La pyramide était entourée de deux murs. Le mur intérieur, en calcaire, entourait la structure elle-même et le temple funéraire situé devant, à l'est.
Enceinte interne
Temple funéraire
Ce dernier était situé sur une terrasse creusée dans une tranchée dans la colline sur laquelle se dressait la pyramide. Le temple en terrasse de Montouhotep II à Deir el-Bahari a peut-être servi de modèle. Le temple lui-même est entièrement détruit ; seuls des dépôts de fondation, une fausse porte, une table d'offrandes, un autel en granit et des fragments de colonnes protodoriques ont été découverts. L'autel représente des personnages offrant des sacrifices, émissaires des nomes égyptiens (auprès du roi ?). La chaussée menant du temple de la vallée au temple funéraire a été mis au jour et était également constitué de maçonnerie de calcaire richement décorée.
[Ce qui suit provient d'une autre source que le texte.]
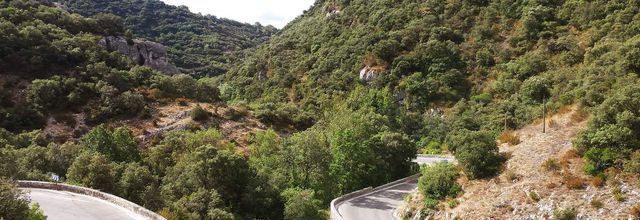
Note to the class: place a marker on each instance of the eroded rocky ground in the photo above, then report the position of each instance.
(512, 194)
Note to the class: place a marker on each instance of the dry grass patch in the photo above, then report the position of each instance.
(597, 181)
(579, 116)
(552, 123)
(509, 137)
(618, 195)
(565, 109)
(573, 182)
(512, 176)
(551, 165)
(635, 211)
(596, 203)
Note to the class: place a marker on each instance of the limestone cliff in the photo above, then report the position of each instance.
(145, 53)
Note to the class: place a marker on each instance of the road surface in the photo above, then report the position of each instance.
(60, 205)
(380, 204)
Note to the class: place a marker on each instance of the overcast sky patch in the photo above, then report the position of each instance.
(268, 12)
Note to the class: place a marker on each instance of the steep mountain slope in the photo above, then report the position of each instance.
(501, 57)
(200, 45)
(542, 176)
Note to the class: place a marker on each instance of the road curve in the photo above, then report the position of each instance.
(70, 206)
(379, 204)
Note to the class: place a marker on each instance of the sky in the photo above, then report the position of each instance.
(268, 12)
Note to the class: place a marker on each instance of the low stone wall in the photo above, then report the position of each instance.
(93, 193)
(335, 213)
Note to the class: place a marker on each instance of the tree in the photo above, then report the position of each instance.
(535, 89)
(204, 204)
(477, 152)
(137, 185)
(211, 169)
(301, 205)
(45, 93)
(438, 181)
(118, 145)
(15, 205)
(310, 157)
(93, 170)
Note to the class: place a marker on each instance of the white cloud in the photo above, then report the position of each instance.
(274, 12)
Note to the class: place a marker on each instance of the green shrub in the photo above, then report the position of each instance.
(439, 181)
(633, 164)
(534, 196)
(199, 114)
(564, 214)
(477, 152)
(535, 89)
(596, 203)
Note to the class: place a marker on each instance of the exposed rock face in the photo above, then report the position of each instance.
(368, 74)
(145, 53)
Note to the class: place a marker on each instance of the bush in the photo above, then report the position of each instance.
(564, 214)
(13, 204)
(199, 114)
(596, 203)
(477, 152)
(635, 210)
(535, 89)
(439, 181)
(551, 165)
(573, 182)
(509, 138)
(633, 164)
(597, 181)
(618, 195)
(534, 196)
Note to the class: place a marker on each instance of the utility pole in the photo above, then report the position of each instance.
(505, 121)
(544, 113)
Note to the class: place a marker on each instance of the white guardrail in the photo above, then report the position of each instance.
(335, 213)
(93, 193)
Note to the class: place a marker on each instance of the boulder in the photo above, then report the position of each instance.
(142, 52)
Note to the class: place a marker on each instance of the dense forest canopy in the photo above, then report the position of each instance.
(359, 86)
(199, 45)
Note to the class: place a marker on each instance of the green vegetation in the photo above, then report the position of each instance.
(477, 153)
(13, 205)
(564, 214)
(198, 45)
(438, 76)
(438, 182)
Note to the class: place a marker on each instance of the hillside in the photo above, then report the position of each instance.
(543, 175)
(202, 45)
(341, 99)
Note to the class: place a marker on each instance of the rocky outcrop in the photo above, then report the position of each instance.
(145, 53)
(368, 74)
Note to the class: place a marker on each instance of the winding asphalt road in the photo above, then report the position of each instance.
(60, 205)
(379, 204)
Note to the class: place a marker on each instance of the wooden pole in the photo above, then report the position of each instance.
(544, 113)
(505, 121)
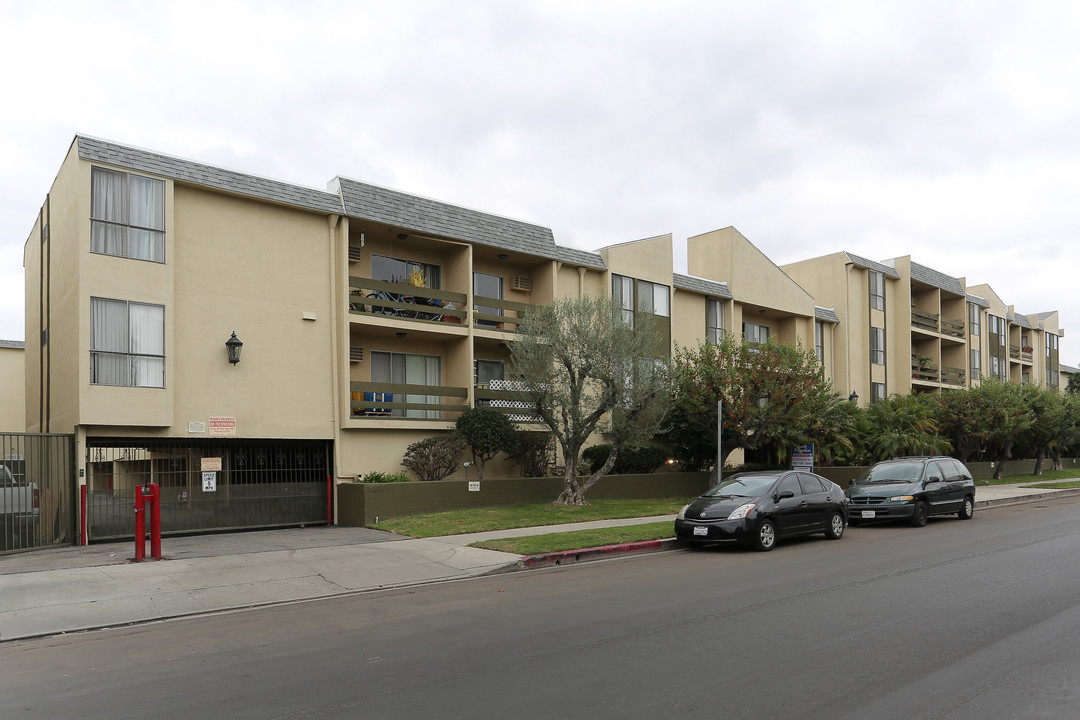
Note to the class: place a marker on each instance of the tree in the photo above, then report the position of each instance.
(434, 458)
(487, 433)
(902, 425)
(773, 395)
(582, 364)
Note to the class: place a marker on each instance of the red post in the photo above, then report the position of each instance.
(148, 494)
(82, 514)
(139, 525)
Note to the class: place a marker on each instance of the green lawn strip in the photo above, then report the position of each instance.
(580, 539)
(1054, 486)
(483, 519)
(1047, 475)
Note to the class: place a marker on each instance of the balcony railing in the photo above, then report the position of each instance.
(953, 326)
(1020, 353)
(402, 300)
(406, 402)
(925, 370)
(511, 312)
(923, 320)
(953, 376)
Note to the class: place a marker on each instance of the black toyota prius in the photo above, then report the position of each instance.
(758, 508)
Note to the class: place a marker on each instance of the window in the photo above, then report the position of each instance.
(622, 293)
(409, 369)
(877, 345)
(487, 286)
(877, 392)
(652, 298)
(756, 334)
(714, 320)
(877, 290)
(400, 270)
(126, 215)
(126, 343)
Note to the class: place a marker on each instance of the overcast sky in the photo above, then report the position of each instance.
(948, 132)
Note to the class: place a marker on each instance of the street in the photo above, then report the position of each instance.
(959, 620)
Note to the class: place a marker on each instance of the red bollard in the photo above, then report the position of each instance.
(149, 493)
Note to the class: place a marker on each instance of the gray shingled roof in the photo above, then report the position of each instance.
(428, 216)
(825, 314)
(186, 171)
(939, 280)
(701, 285)
(583, 258)
(871, 265)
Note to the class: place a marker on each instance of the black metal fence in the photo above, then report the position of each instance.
(206, 486)
(37, 491)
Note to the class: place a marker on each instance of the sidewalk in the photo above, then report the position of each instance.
(78, 588)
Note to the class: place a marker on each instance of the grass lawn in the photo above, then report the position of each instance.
(580, 539)
(482, 519)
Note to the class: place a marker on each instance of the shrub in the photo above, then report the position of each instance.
(632, 458)
(434, 458)
(379, 476)
(532, 452)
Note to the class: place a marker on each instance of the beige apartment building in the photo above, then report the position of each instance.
(369, 318)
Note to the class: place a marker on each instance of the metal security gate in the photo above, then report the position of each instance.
(252, 484)
(37, 491)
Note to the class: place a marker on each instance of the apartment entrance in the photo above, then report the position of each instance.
(206, 486)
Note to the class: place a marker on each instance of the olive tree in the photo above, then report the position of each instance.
(586, 369)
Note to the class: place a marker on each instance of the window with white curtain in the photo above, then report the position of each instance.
(126, 215)
(714, 320)
(126, 343)
(409, 369)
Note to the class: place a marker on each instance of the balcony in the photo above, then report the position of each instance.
(1022, 353)
(925, 321)
(510, 312)
(954, 376)
(381, 399)
(402, 300)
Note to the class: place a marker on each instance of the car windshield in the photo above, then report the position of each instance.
(742, 486)
(893, 472)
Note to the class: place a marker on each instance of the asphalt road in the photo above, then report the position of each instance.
(959, 620)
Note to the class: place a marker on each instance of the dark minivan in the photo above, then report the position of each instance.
(912, 489)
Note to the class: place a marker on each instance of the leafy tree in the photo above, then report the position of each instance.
(487, 433)
(582, 364)
(902, 425)
(532, 452)
(773, 395)
(434, 458)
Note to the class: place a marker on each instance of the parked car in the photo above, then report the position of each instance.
(758, 508)
(912, 489)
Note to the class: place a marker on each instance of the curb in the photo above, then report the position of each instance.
(605, 552)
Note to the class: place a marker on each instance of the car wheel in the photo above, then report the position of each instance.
(836, 525)
(766, 538)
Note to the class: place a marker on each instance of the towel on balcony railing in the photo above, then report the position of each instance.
(378, 397)
(515, 385)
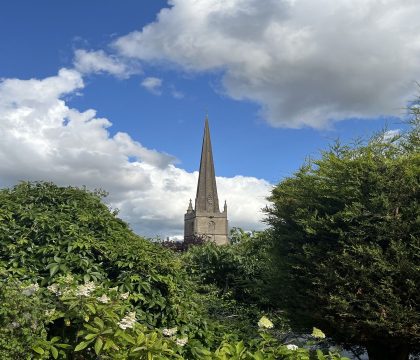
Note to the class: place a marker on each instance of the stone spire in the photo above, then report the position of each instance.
(207, 199)
(206, 220)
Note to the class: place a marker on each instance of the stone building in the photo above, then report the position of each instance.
(206, 219)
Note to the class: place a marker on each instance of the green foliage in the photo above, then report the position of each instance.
(76, 283)
(241, 269)
(346, 231)
(20, 318)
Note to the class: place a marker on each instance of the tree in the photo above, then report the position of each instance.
(346, 235)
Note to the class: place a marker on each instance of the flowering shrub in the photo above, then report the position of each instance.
(76, 283)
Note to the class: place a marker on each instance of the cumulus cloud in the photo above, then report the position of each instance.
(42, 138)
(88, 62)
(153, 85)
(307, 63)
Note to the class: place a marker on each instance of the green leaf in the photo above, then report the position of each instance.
(98, 345)
(91, 308)
(38, 350)
(54, 352)
(91, 336)
(82, 345)
(54, 269)
(99, 322)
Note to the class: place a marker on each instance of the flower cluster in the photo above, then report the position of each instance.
(181, 341)
(124, 296)
(317, 333)
(265, 323)
(68, 279)
(104, 299)
(49, 312)
(169, 332)
(30, 290)
(86, 289)
(128, 321)
(54, 289)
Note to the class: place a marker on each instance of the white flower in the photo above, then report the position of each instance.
(30, 290)
(265, 323)
(54, 289)
(182, 341)
(103, 299)
(68, 279)
(86, 289)
(124, 296)
(170, 332)
(49, 312)
(317, 333)
(128, 321)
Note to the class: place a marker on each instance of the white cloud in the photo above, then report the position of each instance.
(306, 62)
(391, 134)
(153, 85)
(42, 138)
(88, 62)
Les reliefs imitent délibérément le style de l'Ancien Empire et sont quasiment indiscernables. Le temple de la vallée est sous l'eau et n'a donc pas encore été documenté.
Superstructure
Avec sa pyramide, Amenemhat Ier retrouva la forme des bâtiments de la fin de l'Ancien Empire, mais y intégra également l'architecture funéraire de la XIe dynastie en l'élevant sur une terrasse à deux niveaux[8]. La pyramide mesure cent-soixante coudées[8] de côté (84 m) et son angle d'inclinaison est de 54° 27'[9]. Sa hauteur d'origine était donc d'environ cinquante-neuf mètres ; en raison de vols massifs de pierres, sa hauteur actuelle n'est que de vingt[10] à vingt-cinq mètres[11]. La structure interne de la pyramide a été jusqu'à présent insuffisamment étudiée. Selon Lepsius, elle comportait probablement un noyau à cinq niveaux autour duquel étaient placés des manteaux[12]. Les matériaux de construction utilisés pour le noyau étaient exclusivement du calcaire local et qui formaient des murs qui se croisaient dans la masse de manière à répartir les charges, ainsi que du sable et des gravats pour combler les cavités. L'hypothèse, initialement émise par Lepsius et largement adoptée, selon laquelle des briques étaient également utilisées[12],[13],[14],[10] repose sur une interprétation erronée des découvertes. En réalité, celles-ci proviennent de bâtiments construits ultérieurement sur les ruines de la pyramide. Le revêtement était en calcaire de Tourah (Égypte), de haute qualité[15].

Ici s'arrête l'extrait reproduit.